Auckland Transport is having to stump of $21 million to "future-proof" a motorway project for trains or trams to the airport.
The council body is paying the money to the Government's Transport Agency, towards extra costs of designing a motorway interchange for trams to run through a trench beneath Kirkbride Road, Mangere, or trains on an elevated line.
That is additional to $140m the agency is spending on the 580-metre trench and a motorway extension to the airport in an accelerated Government-funded project.
Preparations are well-advanced for the trench to be dug west of George Bolt Drive.
The extra cost was revealed to a community liaison meeting at which Campaign for Better Transport representative Graeme Easte was shocked by a map showing no spare room in a highway designation between the trench and the airport for a railway.
"It showed the entire designation taken up by the motorway and a cycleway," he said.
"But cycling is lower priority than high volume rapid transit."
Auckland Transport project director Theunis van Schalkwyk has since, in a joint statement with the Transport Agency to the Herald, confirmed that his organisation has allocated $21m to make the trench 3.5m wider than planned.
Its new width of 29m would provide an 8m rail corridor, which the statement said would be enough for trams to run through the trench or for elevated trains above it.
The statement also confirmed the motorway extension between the trench and the airport would use up "every part" of an existing road designation through pinch-point zones to a width of 28.4m to accommodate bus lanes and a shared walking and cycling path.
But Mr van Schalkwyk said Auckland Transport's budget also allowed $12.6m for route protection.
"We're currently developing a business case considering both heavy and light rail route options for rail to Mangere and the airport employment area," Mr van Schalkwyk said.
"This includes their differing benefits, costs and potential impacts on property, including other requirements in the motorway corridor beyond the Kirkbride interchange."
A report would go to Auckland Transport's board by the end of the year.
Transport Agency regional director Ernst Zollner said his organisation was "extremely committed to providing a rail link connecting the airport and the city."
That included ensuring a rail extension from Onehunga could go over another interchange to be designed in the next three years to connect a new east-west motorway from Penrose to State Highway 20 north of Manukau Harbour.
Campaign for Better Transport convenor Cameron Pitches was reassured by the statement but said that if Auckland Transport had acted sooner on a petition for which his group collected 10,000 signatures in 2007 calling for airport rail, it may have avoided the extra cost.
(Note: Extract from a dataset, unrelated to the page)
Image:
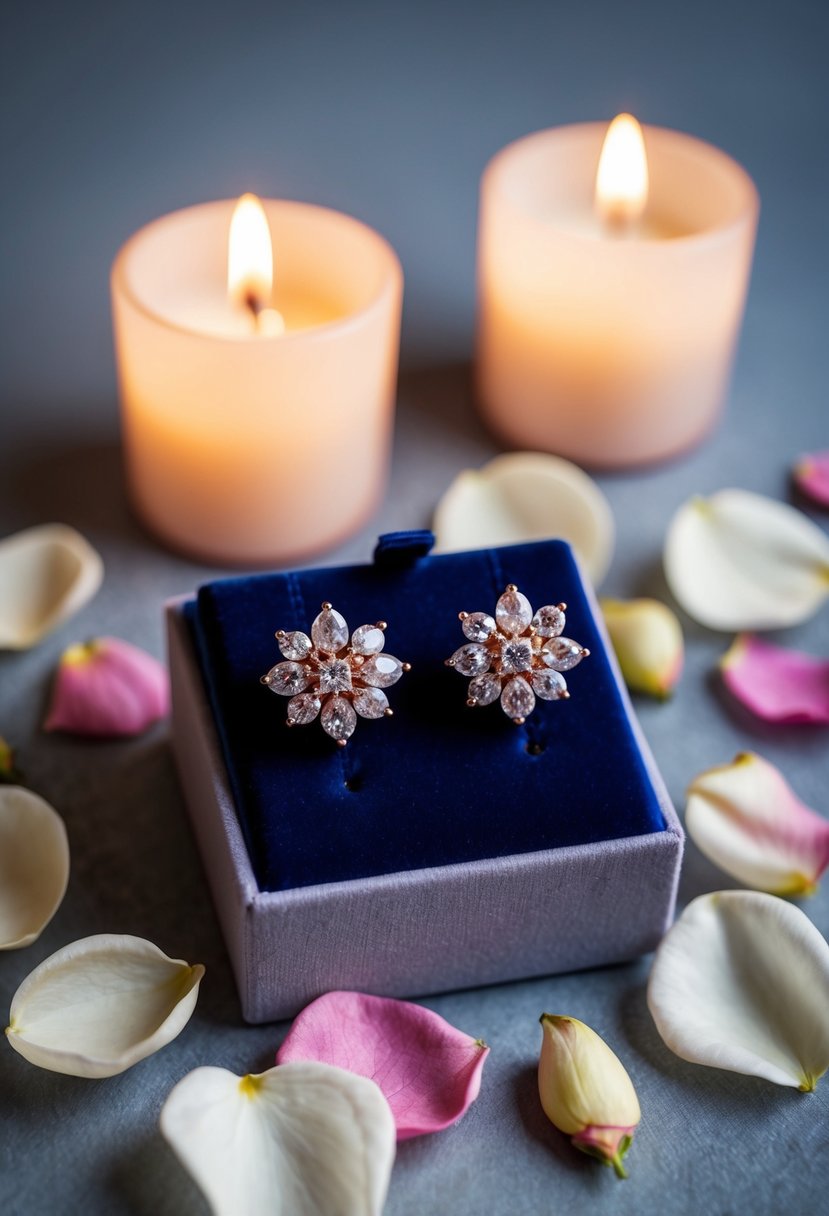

He did not share Mr Easte's concern about a bikeway taking precedence over rail, saying there should be provision for both modes, although a failure to protect a route until now may mean a costly underground connection to the airport.
Auckland Council infrastructure chairman Mike Lee is furious at the "snail's pace" of Auckland Transport's management, and its resurrection of trams as an option after a steering group he chaired ruled those out in 2011 in favour of fast electric trains to the airport.
He rejects a cost estimate by Auckland Transport last year of $1.63 billion for heavy rail from Onehunga to the airport by 2045, given the distance is just 10km.
Airport rail:
• Auckland Transport estimates a railway extension carrying electric trains from Onehunga to the airport by 2045 would cost $1.63 billion.
• Auckland Council infrastructure chair Mike Lee rejects the figure as "imaginary" for a link of just 10km, and is furious the transport planners have resurrected trams as an option.